Sebagian orang ada pula yang dapat dirusak karena pengaruh teman-teman yang
buruk selama masa tertentu. Tapi kemudian mereka dapat menjadi baik kembali.
Latar belakangnya, karena nilai yang sudah ditanamkan keluarga sejak kecil
dapat mengalahkan pengaruh teman-temannya yang buruk dan mengembalikannya
kepada karakter tang membentuknya sejak kecil[12].
Adapun yang
dikatakan dewasa ialah bila anak itu sudah mencapai umur tertentu menurut
ukuran umum disuatu daerah tertentu dan mempunyai kesiapan mental dan rohani.
Rosulullah Saw
Bersabda:
عن ابن عمر قال : قال رسول الله ص.م. مروا اولادكم باالصلاة اذا بلغوا سبعا واضربوهم عليها اذا بلغوا عشرا وفرقوا بينهم في المضاجع ) رواه ابوى داود والحاكم(
”Dari Ibnu Umar berkata Rasulullah Saw. Bersabda :
“Suruhlah anak-anakmu mengerjakan shalat ketika berumur tujuh tahun dan pukulah
mereka jika tidak mau mengerjakan shalat ketika mereka telah berumur sepuluh
tahun, dan pisahkanlah tempat tidur mereka. (H.R. Abu Daud dan Hakim)”[13].
Pendidikan
pada dasarnya merupakan tanggung jawab orang tua dan guru. Oleh karena, itu
mutlak perlunya hubungan baik antara guru dan orang tua murid. Tetapi yang
lebih penting, para orang tua harus sadar bahwa tugas memberi pendidikan kepada
anak-anaknya memang tugas utama mereka, tak bisa dilimpahkan begitu saja kepada
pihak sekolah.
Secara umum
dikatakan bahwa melalui pendidikan akan tercapai kepribadian yang sempurna
dalam kehidupan, karena pendidikan itu bagian dari beberapa faktor yang
mempengaruhi pembentukan kepribadian sebagaimana yang dikemukakan oleh Sidi
Gazalga yaitu: ”Kepribadian pada hakekatnya dibentuk oleh pendidikan”[14].

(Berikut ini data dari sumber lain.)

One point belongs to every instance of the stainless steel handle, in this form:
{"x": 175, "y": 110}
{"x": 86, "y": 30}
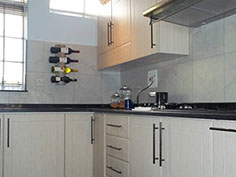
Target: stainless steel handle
{"x": 108, "y": 34}
{"x": 152, "y": 41}
{"x": 0, "y": 132}
{"x": 112, "y": 147}
{"x": 222, "y": 129}
{"x": 112, "y": 125}
{"x": 111, "y": 24}
{"x": 8, "y": 133}
{"x": 154, "y": 158}
{"x": 117, "y": 171}
{"x": 160, "y": 132}
{"x": 92, "y": 129}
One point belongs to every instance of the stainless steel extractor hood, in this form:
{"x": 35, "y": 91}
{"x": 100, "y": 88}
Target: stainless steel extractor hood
{"x": 192, "y": 13}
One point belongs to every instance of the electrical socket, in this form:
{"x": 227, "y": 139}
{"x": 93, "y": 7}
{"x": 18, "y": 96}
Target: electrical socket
{"x": 39, "y": 82}
{"x": 153, "y": 76}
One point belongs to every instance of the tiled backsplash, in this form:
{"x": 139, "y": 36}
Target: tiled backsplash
{"x": 92, "y": 87}
{"x": 207, "y": 75}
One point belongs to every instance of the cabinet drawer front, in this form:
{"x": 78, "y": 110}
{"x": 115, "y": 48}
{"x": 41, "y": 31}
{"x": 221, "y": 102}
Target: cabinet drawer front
{"x": 117, "y": 147}
{"x": 117, "y": 168}
{"x": 117, "y": 125}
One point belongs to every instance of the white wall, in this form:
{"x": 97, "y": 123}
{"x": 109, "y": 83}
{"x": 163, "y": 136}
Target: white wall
{"x": 44, "y": 26}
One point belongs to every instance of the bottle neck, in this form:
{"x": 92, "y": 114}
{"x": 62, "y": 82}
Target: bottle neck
{"x": 75, "y": 51}
{"x": 73, "y": 80}
{"x": 74, "y": 70}
{"x": 76, "y": 61}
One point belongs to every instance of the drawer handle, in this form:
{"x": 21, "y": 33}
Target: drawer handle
{"x": 117, "y": 171}
{"x": 223, "y": 129}
{"x": 112, "y": 147}
{"x": 112, "y": 125}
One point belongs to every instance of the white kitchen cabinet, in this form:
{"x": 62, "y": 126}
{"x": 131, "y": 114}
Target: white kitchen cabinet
{"x": 1, "y": 145}
{"x": 170, "y": 40}
{"x": 104, "y": 20}
{"x": 114, "y": 36}
{"x": 99, "y": 160}
{"x": 142, "y": 150}
{"x": 186, "y": 148}
{"x": 79, "y": 145}
{"x": 121, "y": 22}
{"x": 141, "y": 29}
{"x": 224, "y": 145}
{"x": 130, "y": 36}
{"x": 34, "y": 145}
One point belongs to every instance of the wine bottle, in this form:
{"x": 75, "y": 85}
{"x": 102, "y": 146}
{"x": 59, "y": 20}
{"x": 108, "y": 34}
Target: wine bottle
{"x": 67, "y": 70}
{"x": 56, "y": 79}
{"x": 65, "y": 60}
{"x": 64, "y": 50}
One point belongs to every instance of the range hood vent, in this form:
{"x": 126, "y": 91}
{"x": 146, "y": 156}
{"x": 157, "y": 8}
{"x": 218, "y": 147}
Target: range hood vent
{"x": 191, "y": 13}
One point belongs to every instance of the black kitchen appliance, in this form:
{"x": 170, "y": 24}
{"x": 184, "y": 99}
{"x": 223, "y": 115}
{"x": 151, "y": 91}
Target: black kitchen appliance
{"x": 161, "y": 98}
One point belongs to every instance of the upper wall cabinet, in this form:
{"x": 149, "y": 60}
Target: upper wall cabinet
{"x": 128, "y": 35}
{"x": 104, "y": 22}
{"x": 114, "y": 34}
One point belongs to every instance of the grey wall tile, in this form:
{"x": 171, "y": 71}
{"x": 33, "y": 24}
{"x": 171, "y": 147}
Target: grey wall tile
{"x": 88, "y": 89}
{"x": 230, "y": 77}
{"x": 34, "y": 56}
{"x": 208, "y": 40}
{"x": 208, "y": 79}
{"x": 230, "y": 34}
{"x": 4, "y": 97}
{"x": 177, "y": 81}
{"x": 110, "y": 84}
{"x": 56, "y": 94}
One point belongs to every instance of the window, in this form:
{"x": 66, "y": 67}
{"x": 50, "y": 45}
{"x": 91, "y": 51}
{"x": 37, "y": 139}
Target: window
{"x": 81, "y": 8}
{"x": 12, "y": 44}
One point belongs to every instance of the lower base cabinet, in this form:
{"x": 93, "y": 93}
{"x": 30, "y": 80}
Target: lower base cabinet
{"x": 79, "y": 145}
{"x": 170, "y": 147}
{"x": 33, "y": 145}
{"x": 186, "y": 147}
{"x": 99, "y": 161}
{"x": 144, "y": 147}
{"x": 224, "y": 148}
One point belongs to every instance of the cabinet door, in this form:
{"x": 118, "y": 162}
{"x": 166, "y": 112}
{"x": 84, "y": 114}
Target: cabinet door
{"x": 34, "y": 145}
{"x": 79, "y": 148}
{"x": 141, "y": 147}
{"x": 224, "y": 145}
{"x": 141, "y": 29}
{"x": 103, "y": 30}
{"x": 186, "y": 148}
{"x": 1, "y": 144}
{"x": 99, "y": 145}
{"x": 121, "y": 16}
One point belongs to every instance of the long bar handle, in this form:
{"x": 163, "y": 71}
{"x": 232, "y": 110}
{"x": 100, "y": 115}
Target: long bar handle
{"x": 160, "y": 141}
{"x": 92, "y": 129}
{"x": 222, "y": 129}
{"x": 152, "y": 40}
{"x": 111, "y": 24}
{"x": 112, "y": 147}
{"x": 108, "y": 34}
{"x": 154, "y": 158}
{"x": 0, "y": 132}
{"x": 112, "y": 125}
{"x": 117, "y": 171}
{"x": 8, "y": 133}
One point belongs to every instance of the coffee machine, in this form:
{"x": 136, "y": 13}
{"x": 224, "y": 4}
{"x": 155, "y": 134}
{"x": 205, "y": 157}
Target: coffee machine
{"x": 161, "y": 99}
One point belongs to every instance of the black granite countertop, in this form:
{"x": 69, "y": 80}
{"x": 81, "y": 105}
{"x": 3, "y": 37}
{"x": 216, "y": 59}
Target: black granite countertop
{"x": 203, "y": 114}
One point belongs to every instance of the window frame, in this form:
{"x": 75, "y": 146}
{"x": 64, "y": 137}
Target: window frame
{"x": 72, "y": 13}
{"x": 15, "y": 87}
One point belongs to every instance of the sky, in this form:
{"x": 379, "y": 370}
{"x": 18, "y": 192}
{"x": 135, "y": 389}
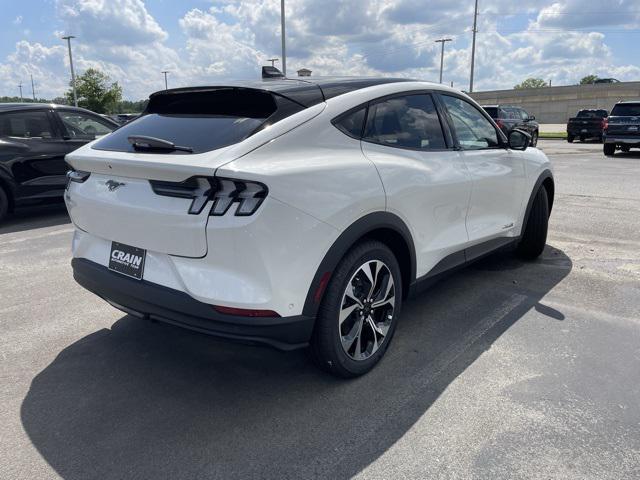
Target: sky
{"x": 207, "y": 41}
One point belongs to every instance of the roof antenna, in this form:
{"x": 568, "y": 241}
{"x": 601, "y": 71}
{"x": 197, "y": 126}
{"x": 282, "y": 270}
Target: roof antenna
{"x": 269, "y": 71}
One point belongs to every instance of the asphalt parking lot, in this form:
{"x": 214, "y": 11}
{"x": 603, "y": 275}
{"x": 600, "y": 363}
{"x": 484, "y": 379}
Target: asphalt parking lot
{"x": 504, "y": 370}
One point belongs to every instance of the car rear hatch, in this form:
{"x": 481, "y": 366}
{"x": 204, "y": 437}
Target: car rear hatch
{"x": 150, "y": 183}
{"x": 625, "y": 120}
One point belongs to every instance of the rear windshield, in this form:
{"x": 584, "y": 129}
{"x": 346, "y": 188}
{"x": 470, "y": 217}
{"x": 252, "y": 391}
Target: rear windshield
{"x": 592, "y": 113}
{"x": 200, "y": 121}
{"x": 492, "y": 111}
{"x": 626, "y": 110}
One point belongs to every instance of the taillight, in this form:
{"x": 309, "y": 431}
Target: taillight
{"x": 223, "y": 191}
{"x": 248, "y": 195}
{"x": 76, "y": 177}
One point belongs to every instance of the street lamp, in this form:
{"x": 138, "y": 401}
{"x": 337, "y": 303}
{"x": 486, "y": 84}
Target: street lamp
{"x": 284, "y": 54}
{"x": 442, "y": 41}
{"x": 73, "y": 74}
{"x": 165, "y": 79}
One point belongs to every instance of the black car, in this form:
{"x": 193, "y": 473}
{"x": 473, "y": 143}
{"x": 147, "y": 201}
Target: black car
{"x": 508, "y": 118}
{"x": 622, "y": 129}
{"x": 588, "y": 123}
{"x": 34, "y": 138}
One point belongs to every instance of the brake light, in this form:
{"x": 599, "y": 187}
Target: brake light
{"x": 249, "y": 196}
{"x": 223, "y": 191}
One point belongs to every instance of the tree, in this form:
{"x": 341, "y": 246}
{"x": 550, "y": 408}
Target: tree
{"x": 531, "y": 83}
{"x": 95, "y": 92}
{"x": 588, "y": 80}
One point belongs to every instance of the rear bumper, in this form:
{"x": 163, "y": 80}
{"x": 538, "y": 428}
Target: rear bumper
{"x": 576, "y": 131}
{"x": 156, "y": 302}
{"x": 622, "y": 139}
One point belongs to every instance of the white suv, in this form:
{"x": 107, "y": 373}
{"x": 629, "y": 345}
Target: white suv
{"x": 300, "y": 213}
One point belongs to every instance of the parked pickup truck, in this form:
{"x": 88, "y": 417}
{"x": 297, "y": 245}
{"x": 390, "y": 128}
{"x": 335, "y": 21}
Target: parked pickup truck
{"x": 587, "y": 124}
{"x": 622, "y": 129}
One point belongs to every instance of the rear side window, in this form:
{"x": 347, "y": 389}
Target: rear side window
{"x": 492, "y": 111}
{"x": 26, "y": 124}
{"x": 352, "y": 123}
{"x": 472, "y": 129}
{"x": 626, "y": 110}
{"x": 409, "y": 121}
{"x": 201, "y": 121}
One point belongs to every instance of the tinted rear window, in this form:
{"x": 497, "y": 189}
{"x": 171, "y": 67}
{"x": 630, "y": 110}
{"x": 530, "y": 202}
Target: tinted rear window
{"x": 626, "y": 110}
{"x": 592, "y": 113}
{"x": 202, "y": 121}
{"x": 492, "y": 111}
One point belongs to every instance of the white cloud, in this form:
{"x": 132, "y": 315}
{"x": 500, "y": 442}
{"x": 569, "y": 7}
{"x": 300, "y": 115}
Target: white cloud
{"x": 558, "y": 40}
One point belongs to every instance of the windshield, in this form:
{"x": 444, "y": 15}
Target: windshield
{"x": 626, "y": 110}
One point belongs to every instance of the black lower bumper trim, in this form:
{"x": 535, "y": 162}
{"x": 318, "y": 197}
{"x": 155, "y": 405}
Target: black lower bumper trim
{"x": 156, "y": 302}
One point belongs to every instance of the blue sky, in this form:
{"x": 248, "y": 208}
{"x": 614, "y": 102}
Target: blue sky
{"x": 207, "y": 41}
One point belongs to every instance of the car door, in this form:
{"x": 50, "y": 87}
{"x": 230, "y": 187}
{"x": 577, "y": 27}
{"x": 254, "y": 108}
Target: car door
{"x": 497, "y": 173}
{"x": 80, "y": 127}
{"x": 425, "y": 180}
{"x": 36, "y": 150}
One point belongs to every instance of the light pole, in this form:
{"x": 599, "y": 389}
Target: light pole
{"x": 73, "y": 74}
{"x": 284, "y": 54}
{"x": 165, "y": 79}
{"x": 473, "y": 46}
{"x": 33, "y": 88}
{"x": 442, "y": 41}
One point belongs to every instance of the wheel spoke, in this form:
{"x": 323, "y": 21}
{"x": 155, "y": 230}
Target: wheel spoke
{"x": 349, "y": 294}
{"x": 346, "y": 311}
{"x": 367, "y": 333}
{"x": 352, "y": 336}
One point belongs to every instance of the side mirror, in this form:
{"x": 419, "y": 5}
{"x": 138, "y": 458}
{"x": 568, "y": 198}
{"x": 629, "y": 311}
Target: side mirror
{"x": 519, "y": 140}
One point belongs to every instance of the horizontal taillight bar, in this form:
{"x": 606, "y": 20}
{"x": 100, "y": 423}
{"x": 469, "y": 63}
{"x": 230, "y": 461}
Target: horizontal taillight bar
{"x": 223, "y": 191}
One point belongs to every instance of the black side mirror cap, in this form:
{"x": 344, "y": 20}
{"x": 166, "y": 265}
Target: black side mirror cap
{"x": 519, "y": 140}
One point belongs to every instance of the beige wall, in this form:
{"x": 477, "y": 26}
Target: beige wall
{"x": 558, "y": 104}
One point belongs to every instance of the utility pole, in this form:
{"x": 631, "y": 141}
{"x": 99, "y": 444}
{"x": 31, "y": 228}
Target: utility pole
{"x": 33, "y": 88}
{"x": 73, "y": 74}
{"x": 284, "y": 53}
{"x": 442, "y": 41}
{"x": 473, "y": 45}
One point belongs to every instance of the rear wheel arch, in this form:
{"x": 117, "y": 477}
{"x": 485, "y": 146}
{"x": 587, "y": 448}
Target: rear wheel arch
{"x": 384, "y": 227}
{"x": 8, "y": 191}
{"x": 545, "y": 179}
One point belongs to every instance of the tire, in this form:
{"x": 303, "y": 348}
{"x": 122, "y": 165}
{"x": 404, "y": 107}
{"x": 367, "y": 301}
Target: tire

Dengan kata lain bahwa kepribadian itu dapat dibentuk oleh pendidikan, atau
pendidikan memiliki peranan penting dalam membentuk kepribadian.
Keteladanan
dalam pendidikan anak merupakan suatu hal yang sangat diperlukan karena
terbukti ampuh dan paling berhasil dalam mempersiapkan dan membentuk aspek
moral, spiritual, dan etos sosial anak. Demikian itu dijelaskan oleh Maulana
Musa Ahmad Olgar bahwa ”Mendidik anak dengan memberikan nasehat yang terlalu
sering dan banyak, sering kali menyebabkan anak menjadi bosan sehingga lambat
laun nasihat yang diberikan kehilangan makna. Cara terbaik agar anak belajar
hal-hal yang orang tua inginkan adalah dengan mengamalkannya terlebih dahulu.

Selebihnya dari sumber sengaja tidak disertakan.